Does that mean they took Pact of the Chain? If so, then it's a class feature that's supposed to be powerful. Maybe this signature trick makes their patron impressed, jealous, or bored...

They passed up on Pact of the Blade, so when they do get attacked, they're more vulnerable.

[–] PeriodicallyPedantic@lemmy.ca 2 points 1 day ago (1 children)

That is correct, and their imp is supposed to be quite powerful. But the resulting gameplay is kinda like stealth archer to the nth degree lol. I'm still trying figure out how to make it fun for both them while also giving the other players a fun experience and provide meaningful interesting challenges to the whole party

[–] Kitathalla@lemy.lol 2 points 16 hours ago

stealth archer to the nth degree

There are some good reads out there about invisibility in the fantasy worlds. I think one of the 3.5e splat books had an entire section dedicated to it (and I can't find it right now, super annoying). Most enemies, from the lowest tech bandit gang to a king's treasury, will have some idea about how to deal with it, because they live in a world where it happens, gets routine gossip on, and they've probably heard some strange creaks in the night (a tree branch, really) that they just know was an invisible demon creeping around when they were a vulnerable child...

It isn't really raining on your characters' parade to have the people in the world they live in expect things that go on in said world. Businesses and commonfolk alike have likely worried about everything from teleporting frog-polymorphing wizards to hell portals opening in their back room, and probably have some idea about what they think they would do.

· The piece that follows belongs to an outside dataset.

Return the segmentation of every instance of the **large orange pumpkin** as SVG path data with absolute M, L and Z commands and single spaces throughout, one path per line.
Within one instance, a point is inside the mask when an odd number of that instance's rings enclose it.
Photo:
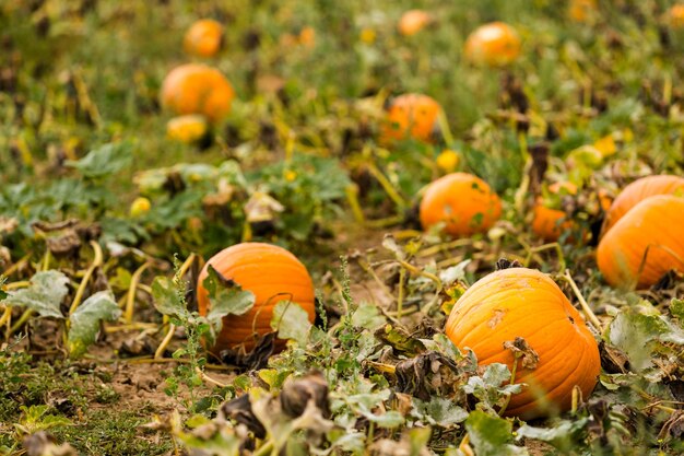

Doors at night would have ceramic bowls stacked next to them, windows might have small screens or strings that need to be cut, any guard that is part of a decent organization will have resources stored somewhere to counter it (faerie fire or more 'out there' ideas like create water). I don't know about your edition, but 3.5e had specific checks that would tip off people that something is around. The sound of an imp's wings alone is going to be heard anywhere other than a raucous tavern (if you've ever heard a bird or bat flying by, imagine something 10x as heavy with leathery wings), because it isn't a superb owl, after all. Even mundane things would add up. Imagine the classic bell that rings when someone enters through a shop door. It was never intended to be an 'anti invisibility' thing, but it sure adds thematic drama to the affair.